Recorded Château d’Hérouville, September 1976, and/or Hansa, Berlin; completed (and mixed) at Mountain Studios, Montreux, Switzerland, 1991. On the 1991 Ryko reissue of Low (out of print) and the 2008 compilation iSelect.

Top: Phillipe Hernot, “2Cv en Eure et Loir,” 1976.

16 Responses to Some Are

  1. Jeremy Earl says:

    Just so so beautiful. His voice and the main synth line carrying the melody. Such atmosphere – it really is like another world, some Ballard like realm.

    In connection with this Eno collaboration – just got back from seeing the Bang on a Can All-stars play live in a little city park Eno’s Music for Airports. They also did Everything fades into the night and Burning airlines give you so much more. Beautiful lights and trees.

  2. diamond dog says:

    Bless ryko for including this on the reissue though I love it does not fir in the soundscape for LOW , I’m not sure why but it does not sound the same as the album. To me it sounds later than low ? It is a superb piece though pity more was not known about it perhaps notes on on when where etc.

  3. Jeepster says:

    Maybe it’s because I’m only eighteen, but I’ve always felt it was amazing that Bowie produced music that sounded so mature (for lack of a better word!) when he was still in his twenties, although I guess by LOW he’d be about thirty.

    I know others have as well, but it’s Bowie’s music that strikes me the most and makes me feel very uninspired in contrast! Great track by the way, I had never heard of it before 🙂

    • ian says:

      It’s like the definition of being an artist/human being inspired by Bowie to learn how to switch a phrase like “he made Hunky Dory at 24” from soul-crushing to soul-inspiring.

  4. Joe the Lion says:

    Way back on the entry for the Candidate demo, I said that and one other Bowie song were my favourite rarities – this is it. Just gorgeous.

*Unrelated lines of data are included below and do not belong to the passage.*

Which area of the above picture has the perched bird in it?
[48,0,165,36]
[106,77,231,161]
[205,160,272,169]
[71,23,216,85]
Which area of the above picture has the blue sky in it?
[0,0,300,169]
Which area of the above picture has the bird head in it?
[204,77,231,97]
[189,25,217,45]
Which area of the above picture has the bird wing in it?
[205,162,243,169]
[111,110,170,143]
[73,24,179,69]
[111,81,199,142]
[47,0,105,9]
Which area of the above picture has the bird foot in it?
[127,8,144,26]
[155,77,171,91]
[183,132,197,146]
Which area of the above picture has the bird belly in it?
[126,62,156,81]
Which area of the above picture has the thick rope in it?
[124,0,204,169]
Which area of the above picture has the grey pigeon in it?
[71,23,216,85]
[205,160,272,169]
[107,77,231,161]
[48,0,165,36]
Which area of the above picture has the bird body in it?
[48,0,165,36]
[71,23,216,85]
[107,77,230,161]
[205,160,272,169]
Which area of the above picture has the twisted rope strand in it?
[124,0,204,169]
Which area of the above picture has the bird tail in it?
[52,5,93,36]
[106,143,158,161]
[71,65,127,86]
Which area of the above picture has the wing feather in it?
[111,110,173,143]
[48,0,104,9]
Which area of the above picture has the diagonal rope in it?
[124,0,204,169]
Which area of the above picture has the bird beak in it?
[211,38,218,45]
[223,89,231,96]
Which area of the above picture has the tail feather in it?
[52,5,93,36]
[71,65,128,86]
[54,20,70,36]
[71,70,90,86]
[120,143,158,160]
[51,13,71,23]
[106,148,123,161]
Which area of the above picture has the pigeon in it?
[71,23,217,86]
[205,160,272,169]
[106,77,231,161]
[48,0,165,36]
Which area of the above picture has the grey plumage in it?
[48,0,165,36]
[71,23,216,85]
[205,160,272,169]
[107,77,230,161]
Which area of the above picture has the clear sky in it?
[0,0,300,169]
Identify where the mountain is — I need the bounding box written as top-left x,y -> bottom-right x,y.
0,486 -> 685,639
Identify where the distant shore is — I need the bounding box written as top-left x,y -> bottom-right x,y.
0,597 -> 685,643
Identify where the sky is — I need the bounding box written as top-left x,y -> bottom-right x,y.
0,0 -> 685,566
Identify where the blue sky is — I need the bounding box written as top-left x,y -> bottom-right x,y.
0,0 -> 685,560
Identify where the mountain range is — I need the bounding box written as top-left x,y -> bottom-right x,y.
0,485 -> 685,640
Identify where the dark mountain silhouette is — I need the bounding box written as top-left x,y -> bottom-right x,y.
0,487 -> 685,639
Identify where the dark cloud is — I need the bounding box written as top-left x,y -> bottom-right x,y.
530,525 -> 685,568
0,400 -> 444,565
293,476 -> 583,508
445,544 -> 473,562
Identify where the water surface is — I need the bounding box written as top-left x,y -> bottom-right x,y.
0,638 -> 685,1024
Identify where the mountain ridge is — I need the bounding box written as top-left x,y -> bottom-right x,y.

    I wonder what the Low deluxe edition might include, if not previously unreleased songs? Any ideas?

  5. normball says:

    It’s not so much a song as an atmosphere brought to song.

  6. diamond dog says:

    I would love them to get a deluxe edition together of LOW but let’s have some decent outtakes , Bowie seems very precious about demo material. It would be nice to hear early versions of classic stuff from the session. I cannot believe that station to station had no outtakes included its almost the same thinking as The Beatles who reissue classic material with nothing of value for the fan thus perpetuating bootlegs , though even here Bowie is not that well represented. They tend to be live or are the same bunch of tunes we are very familiar with from the early years. There are non from station,low,heroes lodger.

  7. craigwords says:
    I think there must be tons of great outtakes from Low and Heroes, with DB disappearing and Eno dabbling and tinkering.
    I’d even be happy just to hear remixes, with some instruments removed from the mix, better stereo width, synth doodles.
    He was so inspired and open-minded at that point, it was probably all good.

  8. Steve Ison says:

    Can’t understand why he didn’t put this beautiful on LOw..Would’ve been a brilliant closing track on side 2..
    I can really hear DEERHOOF must’ve listened to this..They’ve got a few ballads with such a similar vibe n feel..

  9. Going back to the issue of the lyrics:

    “the words … have enough homonyms that the lines lack any definitive meaning.”

    I agree with this, though I think it’s possible to trace an associative process at work:

    Sleigh bells in snow,
    Cinder coal-a bears on ice

    ie from cinder to coal, coal to cola, cola to koala, koala bears, performing bears, performing on ice – or maybe even choler or collar, with the thought of “polar” leading to bears by that route?

    ditto some are/summer winter

    and whether summer may “fade” or “fail”, it leads to thoughts of winter, making the song cyclical …

  10. Anonymous says:

    it’s from the man who fell to earth, the xmas scene.

  11. BING says:

    Cinder coal are blazing eyes , some are bound to fade

    • BING says:

      Sleigh bells in snow , Cinder coal are blazing eyes.
      Some are bound to fail. Summer , Winter, some are.

  12. Tyrell says:

    “David Bowie, on “Some Are,” 2008.” – what is the source for it?